Íngrimo
y en extrema pobreza, Alfonso Brillón, de 85 años, sobrevive en medio de la
precariedad en un cuarto que le habilitó una buena señora en el barrio Samper
Mendoza
Ricardo Rondón Chamorro
(Fotos: Ricardo Rondón)
De pie, mirada melancólica y lánguida
figura, como la del caballero andante de La Mancha, Alfonso Rodríguez Tibaduzo,
o "Alfonso Brillón", como lo conocen en los corrillos del toro,
observa lelo una partida de ajedrez que se disputa en una de las tantas mesas
al aire libre de la carrera 7ª de Bogotá, frente a la Iglesia de Las Nieves.
Bajo un cielo espeso de
nubarrones grises, un relámpago amenaza chaparrón, y los primeros goterones
diluyen en paro la jugarreta de los ajedrecistas. Brillón apura el paso apoyado
en un escombro de bastón, y desemboca en el Club Lasker, de la 7ª con veintiuna,
querencia de los maestros del juego ciencia, y refugio de sonámbulos y
desocupados, para quienes el tiempo solo existe en los relojes que entre
tableros registran los movimientos de las fichas.

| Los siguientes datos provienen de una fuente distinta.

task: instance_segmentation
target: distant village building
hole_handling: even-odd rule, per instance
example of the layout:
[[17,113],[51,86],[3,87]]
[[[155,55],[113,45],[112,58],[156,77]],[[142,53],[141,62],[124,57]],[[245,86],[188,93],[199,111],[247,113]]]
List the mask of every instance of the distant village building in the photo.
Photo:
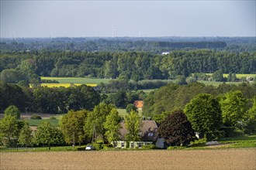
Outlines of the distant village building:
[[143,100],[135,100],[133,105],[138,109],[142,110],[144,102]]
[[157,148],[164,148],[164,140],[158,137],[158,126],[157,123],[154,121],[142,121],[142,124],[139,133],[141,140],[140,141],[127,141],[125,138],[127,129],[125,127],[125,122],[123,121],[121,121],[121,135],[119,136],[119,141],[114,143],[115,147],[121,148],[126,147],[130,148],[141,148],[144,145],[155,144]]
[[170,53],[169,52],[163,52],[162,53],[162,55],[168,55],[168,54],[169,54]]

A sus 85 años, en su rutina de
calle arriba y calle abajo, Alfonso Brillón tiene por escampaderos el
Club Lasker o un bingo de la avenida 19 con carrera 9ª, donde luego de
deambular por la 7ª, si es su día de suerte, algún conocido lo invita a un
café, le deja un billetico enrollado en la mano, o por lo menos le ofrece un
saludo para reconocerle que sigue vivo de milagro.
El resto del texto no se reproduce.